We investigated the effect of two commercial brands of fenbendazole on human cancer cells and found that both exhibited significant cytotoxic activity. The results suggest that further research on this compound should be carried out in order to develop a viable anticancer drug.
In our experiments, the cytotoxicity of fenbendazole for humans cancer was not significantly affected by hypoxia.

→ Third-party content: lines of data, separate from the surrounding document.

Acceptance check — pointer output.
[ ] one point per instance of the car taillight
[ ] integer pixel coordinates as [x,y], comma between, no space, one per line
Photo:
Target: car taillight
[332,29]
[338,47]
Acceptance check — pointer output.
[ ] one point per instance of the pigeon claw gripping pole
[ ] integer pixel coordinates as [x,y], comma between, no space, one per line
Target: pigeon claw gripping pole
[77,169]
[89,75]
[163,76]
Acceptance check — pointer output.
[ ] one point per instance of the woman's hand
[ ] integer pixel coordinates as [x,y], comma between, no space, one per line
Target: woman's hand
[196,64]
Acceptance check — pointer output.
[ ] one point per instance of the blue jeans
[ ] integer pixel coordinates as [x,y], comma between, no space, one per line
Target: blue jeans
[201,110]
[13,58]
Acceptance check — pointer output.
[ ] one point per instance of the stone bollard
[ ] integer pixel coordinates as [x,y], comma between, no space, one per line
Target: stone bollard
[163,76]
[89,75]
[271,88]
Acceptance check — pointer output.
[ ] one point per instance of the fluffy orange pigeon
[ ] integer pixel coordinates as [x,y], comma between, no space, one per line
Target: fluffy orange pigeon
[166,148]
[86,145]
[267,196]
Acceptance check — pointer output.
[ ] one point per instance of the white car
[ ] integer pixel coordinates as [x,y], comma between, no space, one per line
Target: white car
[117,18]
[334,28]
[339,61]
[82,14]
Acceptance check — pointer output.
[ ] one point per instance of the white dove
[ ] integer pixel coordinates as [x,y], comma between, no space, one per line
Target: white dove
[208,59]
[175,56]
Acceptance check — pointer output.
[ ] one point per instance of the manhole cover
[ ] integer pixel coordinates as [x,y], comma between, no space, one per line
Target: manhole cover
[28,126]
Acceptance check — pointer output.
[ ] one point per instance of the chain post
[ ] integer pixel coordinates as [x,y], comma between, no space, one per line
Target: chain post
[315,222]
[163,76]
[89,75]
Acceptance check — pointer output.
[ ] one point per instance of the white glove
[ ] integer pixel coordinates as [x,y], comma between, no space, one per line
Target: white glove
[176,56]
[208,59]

Hypoxia was achieved by sealing cultures in glass bottles with rubber gaskets, inserting needles for influx and efflux of gases and by gassing with a mixture of 95% nitrogen/5% CO2 containing 1 ppm oxygen (2, 3, 4, 5, 8, 9, 10, 12).
Several studies have shown that fenbendazole has antitumor properties in human cancer cells and in mice. This is mainly due to its ability to interfere with the growth of microtubules, which provide structure to all living cells. This is a similar mechanism by which certain established cancer treatments such as vinblastine, vinorelbine and paclitaxel work, and it is therefore not a surprise that fenbendazole also exhibits antitumor properties (see references).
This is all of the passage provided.